Nils Schuhmacher Hamburger Soundtrack: Mit der perfekten Autofahrer-CD durchs Fantasialand
Nein, es ist nicht die Playlist der Samplerreihe „Gestatten, wir kommen aus Hamburg“, die zwischen 2006 und 2008 alles – sagen wir: fast alles – versammelte, was zwischen den Goldenen Zitronen und Revolverheld in der Stadt so herummusiziert. Diese „perfekte Autofahrer-CD“ lässt „von Hamburgs Flair träumen“ und „[e]s ist tatsächlich absolut erstaunlich, wie viele tolle Künstler Hamburg hervorbrachte und noch immer hervorbringen wird. Es ist wirklich grandios, die Vielfalt der ‚neuen‘ künftigen Stars bereits jetzt schon auf einer CD präsentiert zu bekommen“, so formulierten es begeisterte Hörer/innen auf einem Internetportal.

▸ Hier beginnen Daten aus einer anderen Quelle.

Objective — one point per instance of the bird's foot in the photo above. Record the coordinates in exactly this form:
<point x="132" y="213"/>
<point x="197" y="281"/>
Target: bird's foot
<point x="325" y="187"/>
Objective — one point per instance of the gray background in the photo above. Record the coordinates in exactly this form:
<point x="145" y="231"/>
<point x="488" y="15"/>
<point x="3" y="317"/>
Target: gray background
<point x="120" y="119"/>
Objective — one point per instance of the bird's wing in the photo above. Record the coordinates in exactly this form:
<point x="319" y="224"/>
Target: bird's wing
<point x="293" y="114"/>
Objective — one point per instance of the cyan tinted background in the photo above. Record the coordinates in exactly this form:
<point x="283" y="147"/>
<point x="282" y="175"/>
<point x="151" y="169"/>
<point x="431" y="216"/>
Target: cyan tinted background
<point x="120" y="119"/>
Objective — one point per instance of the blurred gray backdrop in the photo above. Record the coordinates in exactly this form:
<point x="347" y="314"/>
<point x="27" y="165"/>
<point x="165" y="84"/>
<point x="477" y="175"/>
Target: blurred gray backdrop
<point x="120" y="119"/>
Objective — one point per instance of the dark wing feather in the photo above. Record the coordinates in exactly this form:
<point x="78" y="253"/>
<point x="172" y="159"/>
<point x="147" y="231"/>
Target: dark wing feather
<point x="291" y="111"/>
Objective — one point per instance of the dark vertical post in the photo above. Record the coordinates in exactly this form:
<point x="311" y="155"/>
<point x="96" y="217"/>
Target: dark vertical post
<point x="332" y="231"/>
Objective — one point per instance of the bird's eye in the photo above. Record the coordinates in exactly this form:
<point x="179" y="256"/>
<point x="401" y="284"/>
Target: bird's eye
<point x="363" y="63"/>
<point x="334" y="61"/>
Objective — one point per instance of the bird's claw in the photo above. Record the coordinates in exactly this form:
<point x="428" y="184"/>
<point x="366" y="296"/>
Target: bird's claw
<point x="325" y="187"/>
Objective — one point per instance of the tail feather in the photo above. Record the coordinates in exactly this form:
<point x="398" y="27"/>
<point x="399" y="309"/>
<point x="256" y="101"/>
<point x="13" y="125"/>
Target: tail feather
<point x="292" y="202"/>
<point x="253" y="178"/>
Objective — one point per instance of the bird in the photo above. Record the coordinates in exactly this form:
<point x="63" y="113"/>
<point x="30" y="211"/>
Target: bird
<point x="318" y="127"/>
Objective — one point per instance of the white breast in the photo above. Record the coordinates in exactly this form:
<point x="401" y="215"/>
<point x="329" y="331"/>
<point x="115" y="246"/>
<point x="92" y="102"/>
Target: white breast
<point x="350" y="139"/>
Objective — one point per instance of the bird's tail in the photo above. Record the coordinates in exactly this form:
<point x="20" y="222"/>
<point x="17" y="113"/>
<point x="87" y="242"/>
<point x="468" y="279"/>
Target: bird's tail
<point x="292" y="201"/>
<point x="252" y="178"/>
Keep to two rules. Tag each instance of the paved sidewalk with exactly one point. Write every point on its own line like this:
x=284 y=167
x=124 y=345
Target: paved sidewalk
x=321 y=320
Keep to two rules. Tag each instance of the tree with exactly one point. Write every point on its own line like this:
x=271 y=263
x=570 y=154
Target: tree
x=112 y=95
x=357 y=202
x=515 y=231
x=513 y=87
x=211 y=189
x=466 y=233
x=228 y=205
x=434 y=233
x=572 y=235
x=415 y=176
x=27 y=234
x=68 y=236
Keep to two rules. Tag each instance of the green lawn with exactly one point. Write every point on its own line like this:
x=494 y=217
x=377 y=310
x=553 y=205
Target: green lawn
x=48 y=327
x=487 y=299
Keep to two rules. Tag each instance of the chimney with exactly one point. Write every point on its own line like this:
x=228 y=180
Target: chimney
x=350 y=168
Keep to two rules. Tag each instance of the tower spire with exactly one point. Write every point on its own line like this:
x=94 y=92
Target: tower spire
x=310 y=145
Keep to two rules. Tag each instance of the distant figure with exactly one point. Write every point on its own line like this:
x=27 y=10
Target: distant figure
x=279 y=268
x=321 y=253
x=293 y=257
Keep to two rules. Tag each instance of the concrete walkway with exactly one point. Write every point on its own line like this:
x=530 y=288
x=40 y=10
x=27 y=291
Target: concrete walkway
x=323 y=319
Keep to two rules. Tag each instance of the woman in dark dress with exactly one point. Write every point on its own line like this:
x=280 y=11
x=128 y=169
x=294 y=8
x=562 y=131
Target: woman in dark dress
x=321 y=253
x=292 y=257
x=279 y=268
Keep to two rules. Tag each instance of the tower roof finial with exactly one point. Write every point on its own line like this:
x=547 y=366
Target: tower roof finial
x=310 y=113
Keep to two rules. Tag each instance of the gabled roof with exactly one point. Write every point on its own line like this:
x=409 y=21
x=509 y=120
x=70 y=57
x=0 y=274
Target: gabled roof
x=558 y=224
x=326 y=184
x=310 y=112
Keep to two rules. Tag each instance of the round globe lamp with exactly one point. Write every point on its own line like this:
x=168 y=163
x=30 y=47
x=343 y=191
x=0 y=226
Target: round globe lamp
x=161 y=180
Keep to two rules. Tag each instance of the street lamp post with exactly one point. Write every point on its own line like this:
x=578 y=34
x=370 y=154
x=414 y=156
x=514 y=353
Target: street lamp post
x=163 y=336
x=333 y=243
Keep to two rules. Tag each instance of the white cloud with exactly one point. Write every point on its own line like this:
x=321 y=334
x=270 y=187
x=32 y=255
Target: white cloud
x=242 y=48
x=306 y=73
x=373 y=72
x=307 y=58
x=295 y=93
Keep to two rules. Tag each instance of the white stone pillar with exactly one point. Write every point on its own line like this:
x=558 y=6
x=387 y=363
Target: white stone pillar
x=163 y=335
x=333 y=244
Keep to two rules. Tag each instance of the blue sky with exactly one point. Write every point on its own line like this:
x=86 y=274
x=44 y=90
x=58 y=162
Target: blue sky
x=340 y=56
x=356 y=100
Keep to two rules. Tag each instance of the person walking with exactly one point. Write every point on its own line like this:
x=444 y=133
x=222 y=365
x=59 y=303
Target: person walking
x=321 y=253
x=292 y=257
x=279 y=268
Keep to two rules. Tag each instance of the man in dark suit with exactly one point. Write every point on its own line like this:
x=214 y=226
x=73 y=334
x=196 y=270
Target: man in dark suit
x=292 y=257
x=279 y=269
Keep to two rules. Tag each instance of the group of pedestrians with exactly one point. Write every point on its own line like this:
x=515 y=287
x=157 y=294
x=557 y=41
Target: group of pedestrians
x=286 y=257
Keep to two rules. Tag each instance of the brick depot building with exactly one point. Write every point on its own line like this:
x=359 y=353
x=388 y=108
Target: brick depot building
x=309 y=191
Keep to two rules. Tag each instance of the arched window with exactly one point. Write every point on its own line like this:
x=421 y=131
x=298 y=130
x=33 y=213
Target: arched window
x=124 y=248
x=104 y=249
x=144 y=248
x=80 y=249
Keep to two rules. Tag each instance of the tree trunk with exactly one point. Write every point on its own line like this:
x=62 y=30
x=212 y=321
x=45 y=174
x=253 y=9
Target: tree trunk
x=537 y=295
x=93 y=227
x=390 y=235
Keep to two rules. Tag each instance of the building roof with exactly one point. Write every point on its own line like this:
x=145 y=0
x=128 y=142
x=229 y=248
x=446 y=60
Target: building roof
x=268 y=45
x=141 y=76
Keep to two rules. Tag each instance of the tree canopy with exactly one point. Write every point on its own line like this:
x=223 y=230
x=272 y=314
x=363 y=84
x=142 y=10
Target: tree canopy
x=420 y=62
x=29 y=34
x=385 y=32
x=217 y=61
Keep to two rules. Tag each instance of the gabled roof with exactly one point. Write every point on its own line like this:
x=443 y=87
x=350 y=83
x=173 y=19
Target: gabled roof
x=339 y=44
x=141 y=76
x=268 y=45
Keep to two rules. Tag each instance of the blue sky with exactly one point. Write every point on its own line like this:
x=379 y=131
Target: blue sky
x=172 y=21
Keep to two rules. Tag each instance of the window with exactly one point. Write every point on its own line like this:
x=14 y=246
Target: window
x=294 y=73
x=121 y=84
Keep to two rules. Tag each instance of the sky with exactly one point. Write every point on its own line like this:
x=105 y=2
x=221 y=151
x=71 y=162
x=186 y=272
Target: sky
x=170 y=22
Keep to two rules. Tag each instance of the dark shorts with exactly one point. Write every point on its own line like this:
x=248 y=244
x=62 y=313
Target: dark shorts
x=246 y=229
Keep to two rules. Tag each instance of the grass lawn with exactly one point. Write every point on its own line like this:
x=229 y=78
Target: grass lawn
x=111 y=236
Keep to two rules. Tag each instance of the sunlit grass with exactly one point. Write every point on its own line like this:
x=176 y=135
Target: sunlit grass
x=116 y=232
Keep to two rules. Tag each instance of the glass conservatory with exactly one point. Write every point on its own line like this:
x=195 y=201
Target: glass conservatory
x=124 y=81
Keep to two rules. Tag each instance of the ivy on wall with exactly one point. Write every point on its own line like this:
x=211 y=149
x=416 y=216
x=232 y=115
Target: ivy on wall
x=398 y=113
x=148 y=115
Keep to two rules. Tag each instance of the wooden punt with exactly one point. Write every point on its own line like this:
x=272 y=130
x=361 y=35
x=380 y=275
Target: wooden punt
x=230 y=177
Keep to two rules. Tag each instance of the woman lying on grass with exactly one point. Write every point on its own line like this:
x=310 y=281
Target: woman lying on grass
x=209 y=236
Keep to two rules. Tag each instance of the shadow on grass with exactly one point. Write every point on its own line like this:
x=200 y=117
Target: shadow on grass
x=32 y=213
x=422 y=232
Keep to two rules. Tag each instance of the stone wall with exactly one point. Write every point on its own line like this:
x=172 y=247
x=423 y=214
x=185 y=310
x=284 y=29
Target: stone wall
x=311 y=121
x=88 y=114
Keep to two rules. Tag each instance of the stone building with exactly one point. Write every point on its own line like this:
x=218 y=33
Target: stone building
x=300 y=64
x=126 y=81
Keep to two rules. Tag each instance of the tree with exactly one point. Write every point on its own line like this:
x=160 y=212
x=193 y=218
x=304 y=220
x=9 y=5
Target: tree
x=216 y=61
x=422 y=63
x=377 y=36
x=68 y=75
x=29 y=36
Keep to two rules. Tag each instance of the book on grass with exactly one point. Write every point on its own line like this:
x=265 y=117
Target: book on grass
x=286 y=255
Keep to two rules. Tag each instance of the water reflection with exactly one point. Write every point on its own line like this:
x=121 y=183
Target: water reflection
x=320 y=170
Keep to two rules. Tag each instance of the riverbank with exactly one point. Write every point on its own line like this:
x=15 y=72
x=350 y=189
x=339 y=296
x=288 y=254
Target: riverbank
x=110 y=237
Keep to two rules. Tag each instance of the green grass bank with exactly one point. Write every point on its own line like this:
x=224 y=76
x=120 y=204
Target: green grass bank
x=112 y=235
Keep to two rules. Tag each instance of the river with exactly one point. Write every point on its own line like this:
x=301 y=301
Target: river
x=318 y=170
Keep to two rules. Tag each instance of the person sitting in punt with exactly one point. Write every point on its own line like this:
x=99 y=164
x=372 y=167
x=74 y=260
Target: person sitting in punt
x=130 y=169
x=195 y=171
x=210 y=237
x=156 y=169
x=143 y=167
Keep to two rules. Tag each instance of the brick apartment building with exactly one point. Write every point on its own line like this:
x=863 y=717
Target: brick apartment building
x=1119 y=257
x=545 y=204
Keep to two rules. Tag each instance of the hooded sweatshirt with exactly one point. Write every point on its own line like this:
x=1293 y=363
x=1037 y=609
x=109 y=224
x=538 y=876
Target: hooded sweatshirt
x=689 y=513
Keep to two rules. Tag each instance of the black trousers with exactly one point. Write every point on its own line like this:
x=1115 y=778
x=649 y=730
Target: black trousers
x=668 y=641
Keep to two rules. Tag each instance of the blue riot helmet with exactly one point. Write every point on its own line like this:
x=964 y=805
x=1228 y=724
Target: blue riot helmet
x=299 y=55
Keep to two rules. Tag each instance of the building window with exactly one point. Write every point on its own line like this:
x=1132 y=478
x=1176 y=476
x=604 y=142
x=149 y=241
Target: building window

Es handelt sich auch nicht um die Unterschriftenliste des Manifests „Not In Our Name, Marke Hamburg“, in welchem zum Teil dieselben Kulturschaffenden 2011 die örtliche Standortpolitik, deren Verwertungslogik und die Propaganda von einem „widerspruchfreie[n], sozial befriedete[n] Fantasialand“ namens Hamburg angriffen. „Angriffen“, so muss man es wohl nennen.
Tatsächlich gehört die Namensliste zu einer vorgestern veröffentlichten Erklärung in Sachen Otzenbunker. In dieser wird zum einen die Lärmschutzsanierung des von einer Vielzahl an Bands genutzten und jüngst geschlossenen Gebäudes gefordert. Zum anderen wird allgemein die Stadt dazu aufgerufen, die herrschende Proberaummisere zu lösen.
Das ist natürlich gut. Und es ist der Erklärung wohl auch kaum vorzuwerfen, dass sie hierbei die besondere Bedeutung von (Pop-)Kultur hervorhebt. Selbst das Wedeln mit der Standortlogik gehört zum Spiel. Aber wahr ist auch: Es kommt auf die Details an.
Und hier stellt sich die Erklärung dann doch und ganz ohne Not in die denkbar biederste Ecke, wenn es heißt: „Ohne Nachwuchsmusiker*innen, die sich uneingeschränkt ausprobieren können, wird es in dieser Stadt keine neuen und herausragenden Musiker*innen mehr geben. Dann spielt die Musik der Zukunft in Berlin, Leipzig und anderswo – aber ganz sicher nicht mehr in Hamburg.“
Wer immer sie dann spielt: Hoffentlich haben die anstehenden weiteren Aktionen in dieser Sache weniger den Sound der CD als den Sound des Manifests.